ESPN has a metric it uses to judge a quarterback’s (QB) performance called Quarterback Rating (QBR), and how it is calculated is kept a secret. The qbr data.csv file has the QBR rating and game statistics for all quarterback and game performances.
The columns in the csv file are:
qbr (response variable): The quarterback rating assigned by ESPN and will be between 0 and 100 (Larger -> Better)
pts_added: An advanced metric that measures how many points the quarterback added compared to the “average” QB play. Measured in points and the higher the better. Negative means performed below average, positive means performed above average
interceptions: How many interceptions the QB committed. The values are “none”, “one”, and “multiple”. More is bad, fewer interceptions is better.

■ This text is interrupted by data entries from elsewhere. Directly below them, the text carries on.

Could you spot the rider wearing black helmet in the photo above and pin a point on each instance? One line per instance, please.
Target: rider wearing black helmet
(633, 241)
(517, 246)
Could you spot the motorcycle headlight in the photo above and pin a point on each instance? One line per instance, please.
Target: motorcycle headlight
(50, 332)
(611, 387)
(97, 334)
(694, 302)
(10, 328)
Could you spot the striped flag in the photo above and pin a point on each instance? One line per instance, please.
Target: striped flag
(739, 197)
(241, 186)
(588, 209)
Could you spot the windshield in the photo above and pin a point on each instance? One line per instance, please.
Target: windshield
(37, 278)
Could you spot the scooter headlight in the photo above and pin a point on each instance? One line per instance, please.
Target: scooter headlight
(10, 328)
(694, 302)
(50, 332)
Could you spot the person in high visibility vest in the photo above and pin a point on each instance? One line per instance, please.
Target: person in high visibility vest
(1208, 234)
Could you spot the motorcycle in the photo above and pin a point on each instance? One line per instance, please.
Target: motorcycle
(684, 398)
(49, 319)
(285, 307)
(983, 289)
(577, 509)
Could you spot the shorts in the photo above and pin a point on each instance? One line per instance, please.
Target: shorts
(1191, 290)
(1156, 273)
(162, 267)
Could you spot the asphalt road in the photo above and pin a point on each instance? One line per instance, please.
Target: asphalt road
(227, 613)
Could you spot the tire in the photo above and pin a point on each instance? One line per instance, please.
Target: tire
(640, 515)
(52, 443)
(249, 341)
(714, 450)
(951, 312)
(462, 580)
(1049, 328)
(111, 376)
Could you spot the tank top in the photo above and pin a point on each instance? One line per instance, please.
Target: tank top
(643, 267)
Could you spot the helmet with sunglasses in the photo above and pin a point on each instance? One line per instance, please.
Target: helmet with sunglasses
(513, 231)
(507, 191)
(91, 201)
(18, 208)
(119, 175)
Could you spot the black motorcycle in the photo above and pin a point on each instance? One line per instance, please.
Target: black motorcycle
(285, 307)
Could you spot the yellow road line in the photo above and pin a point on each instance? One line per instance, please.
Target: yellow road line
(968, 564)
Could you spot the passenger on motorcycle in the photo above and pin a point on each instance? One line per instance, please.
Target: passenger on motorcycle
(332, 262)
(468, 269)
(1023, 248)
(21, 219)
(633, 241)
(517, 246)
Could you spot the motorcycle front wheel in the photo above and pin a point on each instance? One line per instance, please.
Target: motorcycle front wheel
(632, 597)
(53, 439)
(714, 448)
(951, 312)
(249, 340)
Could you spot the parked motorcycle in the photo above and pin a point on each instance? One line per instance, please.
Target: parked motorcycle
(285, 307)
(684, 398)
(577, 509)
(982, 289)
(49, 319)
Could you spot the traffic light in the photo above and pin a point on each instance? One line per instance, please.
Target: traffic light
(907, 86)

yds_attempt: The number of yards gained from passes divided by the number of passes attempted. The larger the number, the better.
The games are split into two data sets:
qbr_df: The data set to use the build the linear regression models
qbr23: A data frame for the 2023 NFL season you’ll use to make predictions after building the model.
For this assignment, you’ll be using points added to predict ESPN’s QBR.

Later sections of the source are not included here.